Cornelius: Right. That’s my brother who finally got a smartphone last year.
Joseph: Yes. Yes. [laughs] There you go. That’s the laggards. They’re a small percentage of the population. They believe life was better before sliced bread.
Cornelius: So, where is Agile in this model? Where is Agile adoption here?
Joseph: Yeah, it’s an interesting question because it’s hard to just put a pinpoint on it and say, “This is exactly where it is”—because nobody has pure data. There was a recent study by HP and in their study, they showed that about 16% of the population said they’re using pure Agile and then another 24% said they’re using some hybrid form of Agile so that’s 40% of the population so if you just look at that and people who are saying they’re doing something Agile is 40%. In that same study, another 51% said they were leaning toward Agile. So, if you take all of that together, that’s 91%. That leaves you 9% leftover who are—there’s 2% that’s pure waterfall and 17% that are leaning more toward Waterfall.

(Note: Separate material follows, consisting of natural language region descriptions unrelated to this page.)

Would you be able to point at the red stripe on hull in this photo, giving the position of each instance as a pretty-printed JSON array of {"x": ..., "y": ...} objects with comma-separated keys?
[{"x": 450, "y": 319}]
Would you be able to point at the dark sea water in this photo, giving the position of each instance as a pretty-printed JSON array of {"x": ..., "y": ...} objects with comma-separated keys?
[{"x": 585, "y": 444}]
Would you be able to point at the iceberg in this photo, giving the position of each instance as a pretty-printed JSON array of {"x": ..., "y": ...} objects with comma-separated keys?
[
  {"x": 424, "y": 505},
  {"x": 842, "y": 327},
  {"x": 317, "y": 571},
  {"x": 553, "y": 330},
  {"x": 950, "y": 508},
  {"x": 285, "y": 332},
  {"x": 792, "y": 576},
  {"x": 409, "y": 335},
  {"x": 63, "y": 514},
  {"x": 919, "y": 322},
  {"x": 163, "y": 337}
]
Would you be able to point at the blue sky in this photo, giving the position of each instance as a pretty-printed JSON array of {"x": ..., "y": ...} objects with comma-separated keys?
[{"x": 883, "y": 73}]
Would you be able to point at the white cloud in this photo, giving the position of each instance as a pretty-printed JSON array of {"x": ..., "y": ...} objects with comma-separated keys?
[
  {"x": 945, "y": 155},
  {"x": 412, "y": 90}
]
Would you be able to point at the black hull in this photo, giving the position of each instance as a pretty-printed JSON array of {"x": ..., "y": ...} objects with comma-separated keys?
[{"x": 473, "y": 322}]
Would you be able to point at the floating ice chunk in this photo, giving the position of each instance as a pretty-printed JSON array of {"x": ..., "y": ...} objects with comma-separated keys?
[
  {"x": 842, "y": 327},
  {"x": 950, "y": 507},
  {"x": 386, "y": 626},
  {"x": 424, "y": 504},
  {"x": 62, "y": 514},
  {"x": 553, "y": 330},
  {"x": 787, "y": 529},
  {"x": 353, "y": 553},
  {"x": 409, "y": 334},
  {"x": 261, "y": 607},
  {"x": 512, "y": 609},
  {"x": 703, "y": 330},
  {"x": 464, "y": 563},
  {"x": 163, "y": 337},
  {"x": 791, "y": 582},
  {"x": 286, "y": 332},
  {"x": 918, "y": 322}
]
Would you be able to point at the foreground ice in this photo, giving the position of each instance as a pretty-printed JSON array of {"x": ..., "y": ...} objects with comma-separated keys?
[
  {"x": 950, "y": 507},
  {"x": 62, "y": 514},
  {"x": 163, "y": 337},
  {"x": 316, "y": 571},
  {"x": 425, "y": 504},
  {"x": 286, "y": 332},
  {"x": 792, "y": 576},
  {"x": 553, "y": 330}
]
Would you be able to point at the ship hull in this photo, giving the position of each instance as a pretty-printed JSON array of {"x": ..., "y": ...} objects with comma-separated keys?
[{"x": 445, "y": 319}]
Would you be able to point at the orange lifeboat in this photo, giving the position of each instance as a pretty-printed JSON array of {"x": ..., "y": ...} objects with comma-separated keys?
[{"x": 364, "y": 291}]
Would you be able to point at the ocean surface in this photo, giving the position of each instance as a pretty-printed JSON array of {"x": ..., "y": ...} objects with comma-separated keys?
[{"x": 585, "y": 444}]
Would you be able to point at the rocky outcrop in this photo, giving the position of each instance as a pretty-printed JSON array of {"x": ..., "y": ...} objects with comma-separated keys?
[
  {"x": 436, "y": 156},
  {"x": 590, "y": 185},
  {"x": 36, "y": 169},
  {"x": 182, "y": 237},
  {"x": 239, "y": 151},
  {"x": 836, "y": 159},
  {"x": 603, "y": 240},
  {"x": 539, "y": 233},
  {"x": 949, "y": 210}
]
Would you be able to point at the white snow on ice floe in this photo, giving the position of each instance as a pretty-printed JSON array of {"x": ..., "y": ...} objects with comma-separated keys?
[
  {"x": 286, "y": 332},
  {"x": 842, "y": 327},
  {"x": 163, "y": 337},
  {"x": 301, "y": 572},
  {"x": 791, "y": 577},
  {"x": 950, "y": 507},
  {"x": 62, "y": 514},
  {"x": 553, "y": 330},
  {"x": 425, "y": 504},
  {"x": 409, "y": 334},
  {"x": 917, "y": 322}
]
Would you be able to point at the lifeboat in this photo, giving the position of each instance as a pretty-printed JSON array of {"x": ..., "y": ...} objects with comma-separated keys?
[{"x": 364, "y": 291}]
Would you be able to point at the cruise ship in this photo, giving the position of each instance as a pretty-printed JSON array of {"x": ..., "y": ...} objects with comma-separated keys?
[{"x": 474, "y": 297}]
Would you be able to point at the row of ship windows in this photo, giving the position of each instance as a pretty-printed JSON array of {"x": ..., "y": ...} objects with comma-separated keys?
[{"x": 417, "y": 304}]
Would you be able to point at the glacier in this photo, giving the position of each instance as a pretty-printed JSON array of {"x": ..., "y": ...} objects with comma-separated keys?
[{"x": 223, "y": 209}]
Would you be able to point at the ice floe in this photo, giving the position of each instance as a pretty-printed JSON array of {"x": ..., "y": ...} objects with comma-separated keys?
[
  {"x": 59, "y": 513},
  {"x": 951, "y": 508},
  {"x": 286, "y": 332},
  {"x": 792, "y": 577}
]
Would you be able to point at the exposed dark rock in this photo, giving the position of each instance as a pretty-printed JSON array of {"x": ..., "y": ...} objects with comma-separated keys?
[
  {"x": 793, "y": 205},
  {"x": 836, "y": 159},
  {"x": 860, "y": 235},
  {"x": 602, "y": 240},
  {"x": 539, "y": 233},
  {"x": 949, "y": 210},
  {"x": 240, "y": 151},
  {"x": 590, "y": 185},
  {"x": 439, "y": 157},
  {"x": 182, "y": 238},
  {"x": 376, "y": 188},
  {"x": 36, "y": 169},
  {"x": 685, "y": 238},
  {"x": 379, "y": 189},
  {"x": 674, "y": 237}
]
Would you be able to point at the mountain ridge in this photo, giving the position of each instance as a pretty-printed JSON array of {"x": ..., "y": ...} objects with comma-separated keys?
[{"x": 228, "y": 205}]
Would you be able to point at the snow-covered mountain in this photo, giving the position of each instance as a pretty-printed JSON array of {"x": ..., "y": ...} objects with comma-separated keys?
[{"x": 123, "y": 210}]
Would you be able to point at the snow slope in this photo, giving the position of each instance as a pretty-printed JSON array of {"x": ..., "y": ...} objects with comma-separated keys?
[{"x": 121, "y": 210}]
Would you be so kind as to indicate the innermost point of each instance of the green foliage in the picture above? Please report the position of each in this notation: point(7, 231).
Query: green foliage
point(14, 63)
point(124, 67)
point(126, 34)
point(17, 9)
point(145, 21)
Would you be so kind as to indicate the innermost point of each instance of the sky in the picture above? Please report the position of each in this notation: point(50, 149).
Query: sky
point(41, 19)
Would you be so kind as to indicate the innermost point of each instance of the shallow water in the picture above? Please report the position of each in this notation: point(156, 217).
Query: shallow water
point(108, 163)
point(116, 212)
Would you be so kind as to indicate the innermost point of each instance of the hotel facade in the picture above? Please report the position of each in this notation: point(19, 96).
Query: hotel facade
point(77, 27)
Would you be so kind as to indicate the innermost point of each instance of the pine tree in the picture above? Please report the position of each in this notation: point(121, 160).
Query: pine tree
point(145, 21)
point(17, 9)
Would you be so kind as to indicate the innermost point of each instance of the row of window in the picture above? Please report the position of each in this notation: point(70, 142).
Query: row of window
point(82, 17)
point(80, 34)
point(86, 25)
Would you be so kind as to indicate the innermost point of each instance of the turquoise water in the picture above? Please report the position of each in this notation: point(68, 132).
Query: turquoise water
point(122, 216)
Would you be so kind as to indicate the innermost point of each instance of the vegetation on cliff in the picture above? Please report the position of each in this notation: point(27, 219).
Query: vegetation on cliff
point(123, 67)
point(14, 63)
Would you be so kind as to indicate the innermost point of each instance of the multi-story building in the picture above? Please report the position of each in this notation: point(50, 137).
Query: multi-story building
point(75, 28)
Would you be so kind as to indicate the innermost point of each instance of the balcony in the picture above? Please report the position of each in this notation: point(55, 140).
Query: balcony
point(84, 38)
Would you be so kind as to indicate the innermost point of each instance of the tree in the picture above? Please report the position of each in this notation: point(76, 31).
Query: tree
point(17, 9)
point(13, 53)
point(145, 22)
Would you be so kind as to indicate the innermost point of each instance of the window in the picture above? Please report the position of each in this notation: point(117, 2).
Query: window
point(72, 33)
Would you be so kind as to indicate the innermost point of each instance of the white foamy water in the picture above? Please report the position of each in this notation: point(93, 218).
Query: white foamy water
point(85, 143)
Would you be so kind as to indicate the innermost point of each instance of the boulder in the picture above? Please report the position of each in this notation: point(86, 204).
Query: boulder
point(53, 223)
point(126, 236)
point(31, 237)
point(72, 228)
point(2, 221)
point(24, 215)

Cornelius: Yeah OK, so this study has just one data point that we’ve got, right? In your article, you list a few more so let’s take a look at those. You grouped them under nice headings. Let’s take a look at these headings. The first heading is “Agile Adoption curve, underdogs no more”. What do you mean by that?
Joseph: For most of the past 30 years, the Agile community has kind of fought an underdog fight. They have been—we have been—I’ve been one of us—have taken the approach that we have something really good and we want to share it with you. Please listen to us. We know that most of the people use a sequential or Waterfall model but there’s this other thing that we could do and it’s better. It can get you more speed and greater predictability and adaptability as your deploying things like software, right? It’s been an underdog fight. We’ve been the one that no one expected really to win. I remember back in the day—back in the early 90’s—early 2000’s going to Global Congress and things like that or people would still say, “Oh, Agile’s a fad, it’s not going to stick around. It’s just a fluke” and then after a while it got, “Well, you know what? Maybe it’s sticking around”. Well, now we’re seeing that it’s starting to be the tidal wave. It’s being the majority, not the minority.
Cornelius: So, from that perspective, when should a company think about adopting Agile?